Robyn | November 25th, 2008 at 3:33 pm
[...] second article is up at Work It Mom. Feel free to take a gander. Posted by amanda Filed in What About [...]
kickyboots.com » Blog Archive » Redirection | November 25th, 2008 at 3:51 pm
I have five kids (age 2 to 15) and work outside the home… some days, “sane” loses out in favor of “alive.”
DVDs, crafts that are very hands on, reading books, dancing around the living room, and hot bubble baths help, though!
Lylah | November 25th, 2008 at 3:56 pm
Oh Amanda, thanks for popping my large and fluffy balloon of illusionism that when this baby is born it’s going to be roses and laguther, full nights sleep and less work. Here I was thinking my house would be clean all the time once I could see my feet again. Couldn’t you just lie a little and say it’s simple?
Haha, sounds like some great tips, that I’ll be sure to snag onto when the time comes that I’ve got more to do that run back and forth after a toddler for 8 hours or go to work.
Ashley | November 25th, 2008 at 5:26 pm
I agree with you on all of those. I’ve used TV to save my sanity before too (and to get a couple more minutes (hours?) of sleep). By the time Kaylie (now 7) was 18-months-old, she could tell which videos (we didn’t have a DVD player yet) were which without looking at the cases. Smart or over-TV’d? I’m going with smart.

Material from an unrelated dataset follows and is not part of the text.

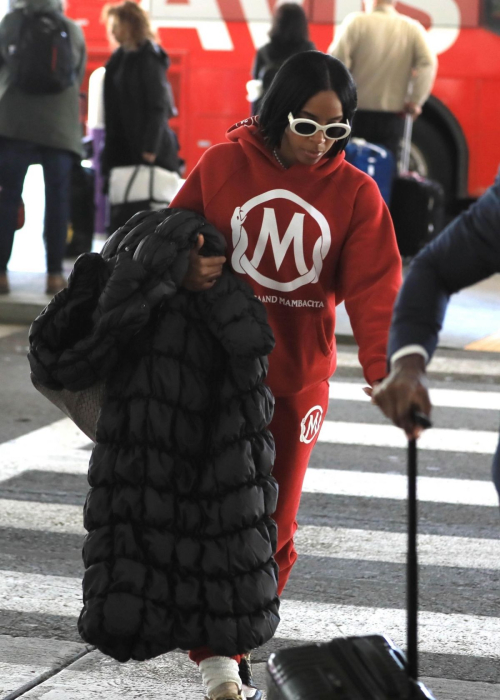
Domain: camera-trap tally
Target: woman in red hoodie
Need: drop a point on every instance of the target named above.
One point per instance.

I look forward to nap time every. single. day.
Mrs. Wilson | November 25th, 2008 at 7:01 pm
Tranquilizers.
Swistle | November 25th, 2008 at 8:07 pm
Well said…I totally agree with ever freaking word you said. LOVE IT!
Rachel | November 25th, 2008 at 10:12 pm
GOD BLESS THE TREEHOUSE CHANNEL.
And I only have one kid…
loved this post!
joyce | November 25th, 2008 at 10:24 pm
I only have one child, but yesterday I didn’t venture out of the house all day ~ big mistake. HUGE! So, must get out daily. Hello, Starbucks! And a playpen + Cheerios+ Baby Einstein = mommy gets a shower and gets ready! That is my saving grace.
Lisa | November 27th, 2008 at 3:52 am
You are awesome! I wish you lived closer to me…
This is a great piece - glad I’m not the only one guilty of the TV thing! No matter that I only have one kid!!